Polycyclic aromatic hydrocarbons in spatially resolved extragalactic star forming complexes

TL;DR

This study investigates how the abundance of polycyclic aromatic hydrocarbons (PAHs) varies in star-forming regions of nearby galaxies, revealing a consistent correlation with metallicity at smaller scales using infrared data.

Contribution

It provides spatially-resolved analysis of PAH abundance in over 200 extragalactic star-forming complexes, confirming the metallicity-PAH relationship at smaller scales.

Findings

PAH abundance correlates with metallicity in star-forming regions.

Lower-metallicity complexes have less effective PAH formation.

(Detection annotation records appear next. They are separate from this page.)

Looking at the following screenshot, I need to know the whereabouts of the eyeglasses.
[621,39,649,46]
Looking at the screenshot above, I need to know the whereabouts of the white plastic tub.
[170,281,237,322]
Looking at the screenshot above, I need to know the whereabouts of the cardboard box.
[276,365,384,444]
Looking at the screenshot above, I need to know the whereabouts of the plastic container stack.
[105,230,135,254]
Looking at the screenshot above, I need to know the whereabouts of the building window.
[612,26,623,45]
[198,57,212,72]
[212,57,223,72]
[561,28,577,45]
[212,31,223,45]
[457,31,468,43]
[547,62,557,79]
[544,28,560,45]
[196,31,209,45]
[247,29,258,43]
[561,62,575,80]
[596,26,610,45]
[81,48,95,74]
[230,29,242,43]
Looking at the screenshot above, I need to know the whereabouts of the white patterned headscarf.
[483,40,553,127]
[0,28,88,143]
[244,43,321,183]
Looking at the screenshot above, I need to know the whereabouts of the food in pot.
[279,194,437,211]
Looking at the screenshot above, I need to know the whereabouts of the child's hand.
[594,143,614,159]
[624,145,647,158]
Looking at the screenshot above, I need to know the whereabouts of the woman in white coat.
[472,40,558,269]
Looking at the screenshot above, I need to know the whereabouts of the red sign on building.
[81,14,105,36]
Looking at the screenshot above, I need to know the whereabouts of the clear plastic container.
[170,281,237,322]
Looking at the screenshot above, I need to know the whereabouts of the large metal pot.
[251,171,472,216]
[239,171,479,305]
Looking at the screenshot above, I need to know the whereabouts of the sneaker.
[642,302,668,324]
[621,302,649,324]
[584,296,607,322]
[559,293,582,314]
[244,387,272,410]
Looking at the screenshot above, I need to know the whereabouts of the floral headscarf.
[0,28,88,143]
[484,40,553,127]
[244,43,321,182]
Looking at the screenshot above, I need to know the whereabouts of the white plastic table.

Ultraviolet radiation fields are weaker in low-metallicity environments.

Abstract

The abundance of polycyclic aromatic hydrocarbons (PAHs) in low- and high-metallicity galaxies has been widely discussed since the time when detailed infrared data for extragalactic objects were first obtained. On the scales of entire galaxies, a smaller PAH abundance in lower-metallicity galaxies is often observed. We study this relationship for star-forming regions in nearby galaxies, for a sample containing more than 200 HII complexes, using spatially-resolved observations from the Herschel Space Observatory and Spitzer Space Telescope. We use a model for the dust emission to estimate the physical parameters (PAH abundance, metallicity, ultraviolet radiation field, etc.) of these complexes. The same correlation of PAH abundance with metallicity, as seen for entire galaxies, is apparently preserved at smaller scales, at least when the Kobulnicky & Kewley metallicity calibration is used. We discuss possible reasons for this correlation, noting that traces of less-effective PAH formation in low-metallicity AGB stars should be smeared out by radial mixing in galactic disks. Effective destruction by the harder and more intensive ultraviolet field in low-metallicity environments is qualitatively consistent with our data, as the ultraviolet field intensity, derived from the infrared photometry, is indeed smaller in HII complexes with lower metallicity.